邊說着還不滿地嘀咕,用眼神直膘她,“三姐姐都是快要及笄的女郎了,還不多想想,到時候若是稀裡糊塗就被嫁出去了,可别怨旁人。”
趙筠有些無奈,視線再次回到開得正豔的梅花上,也卻也還是順着趙笙的話想了想,最後還是搖了搖頭,
“我又未曾見過多少郎君,又怎會知道自己想要嫁個什麼樣的夫婿。”
因着有趙父這位父親在,趙筠心裡對所謂的夫婿亦沒有任何期待,而且……趙筠撫摸了撫帶着冰雪的梅花,指尖的涼意讓她思緒更加清晰了許多。

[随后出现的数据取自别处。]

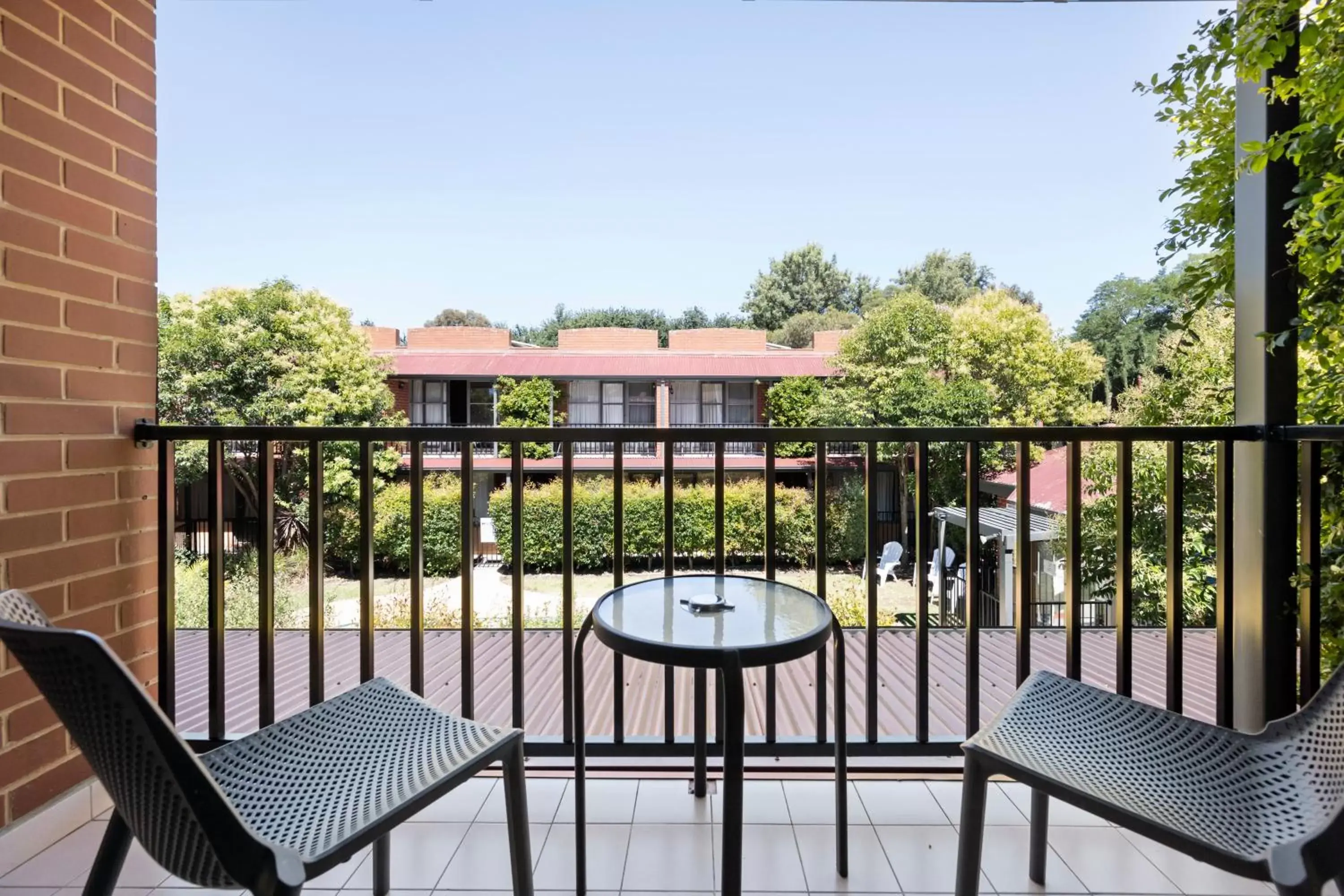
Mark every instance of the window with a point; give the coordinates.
(585, 404)
(482, 412)
(429, 402)
(741, 408)
(685, 405)
(642, 405)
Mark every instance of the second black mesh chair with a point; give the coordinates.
(1268, 805)
(272, 810)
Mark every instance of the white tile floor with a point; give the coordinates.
(652, 836)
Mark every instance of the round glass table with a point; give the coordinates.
(726, 624)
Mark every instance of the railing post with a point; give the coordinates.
(1264, 515)
(167, 583)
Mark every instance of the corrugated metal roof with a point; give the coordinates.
(644, 683)
(546, 362)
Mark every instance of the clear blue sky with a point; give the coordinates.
(510, 156)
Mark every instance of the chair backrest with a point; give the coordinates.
(166, 796)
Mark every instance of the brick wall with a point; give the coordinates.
(77, 350)
(717, 339)
(382, 336)
(608, 339)
(491, 338)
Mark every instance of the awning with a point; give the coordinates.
(1002, 523)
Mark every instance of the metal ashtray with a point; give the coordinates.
(706, 603)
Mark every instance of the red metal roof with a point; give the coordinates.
(549, 362)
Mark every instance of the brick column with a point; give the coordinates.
(77, 354)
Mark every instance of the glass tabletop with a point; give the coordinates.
(762, 613)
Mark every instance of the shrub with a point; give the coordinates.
(744, 523)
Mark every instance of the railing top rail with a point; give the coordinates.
(158, 433)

婚嫁一事,自是由嫡母做主,即便她有心儀的郎君又如何,隻不過是徒增煩憂罷了。
趙笙聽了趙筠的話,隻覺無趣地很,也不願搭理她,很快就幾步越過了趙筠,朝着梅林深處走了進去。
席面很快便開始了。
趙家女眷被安排坐到了一起,趙笙趙筠有些拘束地坐着,宴上相熟的女郎們各自聊着天,趙筠甚至還能聽到從席面前頭傳過來的聲音。

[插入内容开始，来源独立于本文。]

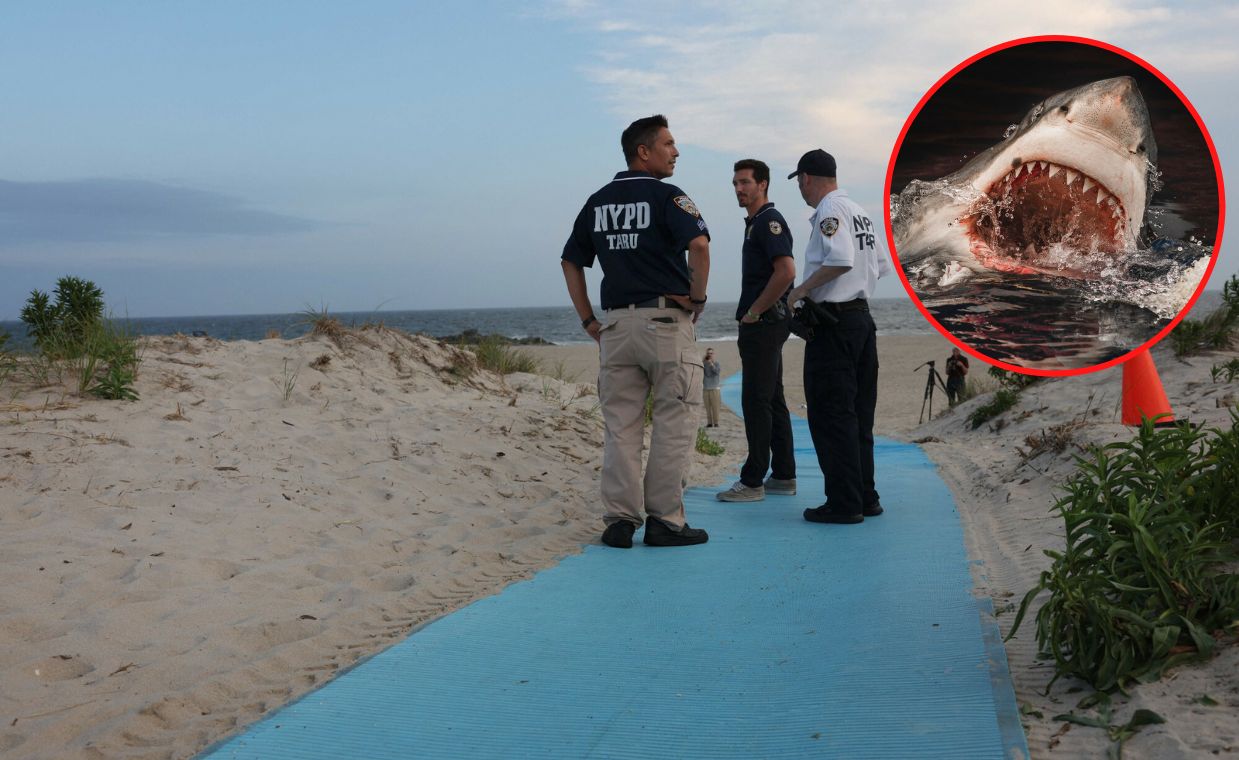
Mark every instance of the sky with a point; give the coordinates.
(258, 158)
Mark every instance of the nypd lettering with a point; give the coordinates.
(632, 227)
(862, 229)
(621, 216)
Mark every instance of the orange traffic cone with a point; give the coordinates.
(1142, 396)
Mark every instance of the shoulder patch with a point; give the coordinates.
(687, 205)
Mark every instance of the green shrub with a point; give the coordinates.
(72, 335)
(61, 329)
(108, 363)
(1150, 525)
(706, 445)
(1004, 398)
(1227, 371)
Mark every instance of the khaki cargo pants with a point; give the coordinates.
(643, 350)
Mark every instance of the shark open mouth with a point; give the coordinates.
(1043, 217)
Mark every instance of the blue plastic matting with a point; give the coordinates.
(777, 639)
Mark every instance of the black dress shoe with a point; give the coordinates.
(618, 534)
(658, 533)
(824, 513)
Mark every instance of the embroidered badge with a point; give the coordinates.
(687, 205)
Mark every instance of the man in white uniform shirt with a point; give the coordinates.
(845, 257)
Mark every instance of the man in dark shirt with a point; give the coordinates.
(957, 370)
(768, 269)
(638, 228)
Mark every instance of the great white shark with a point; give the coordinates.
(1062, 194)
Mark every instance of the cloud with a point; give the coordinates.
(773, 79)
(108, 211)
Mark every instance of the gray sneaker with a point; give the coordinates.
(781, 487)
(739, 491)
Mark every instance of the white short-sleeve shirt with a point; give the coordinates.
(845, 236)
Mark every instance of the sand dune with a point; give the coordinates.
(270, 512)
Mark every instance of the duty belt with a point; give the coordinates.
(654, 303)
(853, 305)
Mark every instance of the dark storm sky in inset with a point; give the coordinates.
(973, 109)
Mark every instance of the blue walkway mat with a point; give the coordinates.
(778, 639)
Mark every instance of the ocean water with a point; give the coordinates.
(554, 324)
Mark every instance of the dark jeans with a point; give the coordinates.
(767, 423)
(954, 388)
(840, 386)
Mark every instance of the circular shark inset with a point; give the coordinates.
(1061, 244)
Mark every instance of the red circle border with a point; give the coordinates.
(1217, 242)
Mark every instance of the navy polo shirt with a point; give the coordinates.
(766, 238)
(639, 228)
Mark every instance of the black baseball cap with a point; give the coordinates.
(817, 163)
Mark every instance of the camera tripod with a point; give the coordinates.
(931, 376)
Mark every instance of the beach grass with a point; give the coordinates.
(494, 355)
(1216, 331)
(706, 445)
(1145, 579)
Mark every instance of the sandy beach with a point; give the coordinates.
(270, 512)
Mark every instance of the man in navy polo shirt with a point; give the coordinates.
(638, 227)
(768, 269)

伯爵府府中負責飼養花草的奴仆恭身介紹着各種品相的梅花,紅梅、朱砂梅、玉碟梅、綠萼梅……案桌上還添了不少用梅花制成的茶點,絲縷幽幽的清香在席面上蔓延開來。
女郎們初時大多讨論着最近時興的衣物和首飾,後又逐漸開始聊起盛京中那些優秀的郎君。
趙筠默默地聽着,視線遊移,而後停在了席面的某一處,那裡同樣坐着一位女郎,席面位置靠前,左右卻是冷清。

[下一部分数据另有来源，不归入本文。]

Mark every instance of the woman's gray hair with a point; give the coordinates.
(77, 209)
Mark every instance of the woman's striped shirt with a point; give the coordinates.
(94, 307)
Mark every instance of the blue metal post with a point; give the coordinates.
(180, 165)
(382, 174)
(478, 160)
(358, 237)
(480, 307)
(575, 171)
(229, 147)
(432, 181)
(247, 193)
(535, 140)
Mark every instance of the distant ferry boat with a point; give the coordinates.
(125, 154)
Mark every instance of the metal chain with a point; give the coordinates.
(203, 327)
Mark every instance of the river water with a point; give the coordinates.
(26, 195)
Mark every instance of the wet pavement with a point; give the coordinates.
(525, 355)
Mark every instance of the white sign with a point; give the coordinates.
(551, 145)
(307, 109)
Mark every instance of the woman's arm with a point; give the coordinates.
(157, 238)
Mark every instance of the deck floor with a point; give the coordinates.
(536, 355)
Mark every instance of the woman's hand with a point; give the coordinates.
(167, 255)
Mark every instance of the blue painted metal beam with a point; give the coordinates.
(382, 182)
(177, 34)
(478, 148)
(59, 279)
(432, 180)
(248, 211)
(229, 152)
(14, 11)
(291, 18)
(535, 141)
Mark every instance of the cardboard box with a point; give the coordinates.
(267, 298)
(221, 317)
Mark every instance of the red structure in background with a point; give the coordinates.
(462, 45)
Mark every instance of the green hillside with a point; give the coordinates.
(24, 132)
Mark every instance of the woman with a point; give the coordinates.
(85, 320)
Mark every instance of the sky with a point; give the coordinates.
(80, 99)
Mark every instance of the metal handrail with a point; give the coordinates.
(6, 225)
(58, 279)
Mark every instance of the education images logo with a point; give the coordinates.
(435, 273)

趙笙正吃着糕點,見趙筠扭着頭看向一處,也沿着視線看了過去,而後湊了過來,小聲地咬着耳朵道,
“那是劉家的女郎,”她頓了頓,左右看了看,又小聲道,“我聽說啊,她父親得罪了平北王,被貶了……”
劉家是太皇太後的母家。
劉家本就是世家大族,先帝還在的時候,為表孝順,還多次向下施恩母族,可謂是滿門顯貴。
若是放在以往,雖隻是劉家旁支的女郎,也照樣是被捧着敬着的。可自半年前,平北王貶黜了不少為官的劉家子弟後,盛京大半有眼色的顯貴都對劉家疏遠了幾分。
養在深閨裡的兩個女郎不懂什麼朝堂叫黨羽之争,可看着被冷落的劉家女郎,又想往日在旁的場合裡見着的驕傲孔雀模樣,心中不免有些唏噓。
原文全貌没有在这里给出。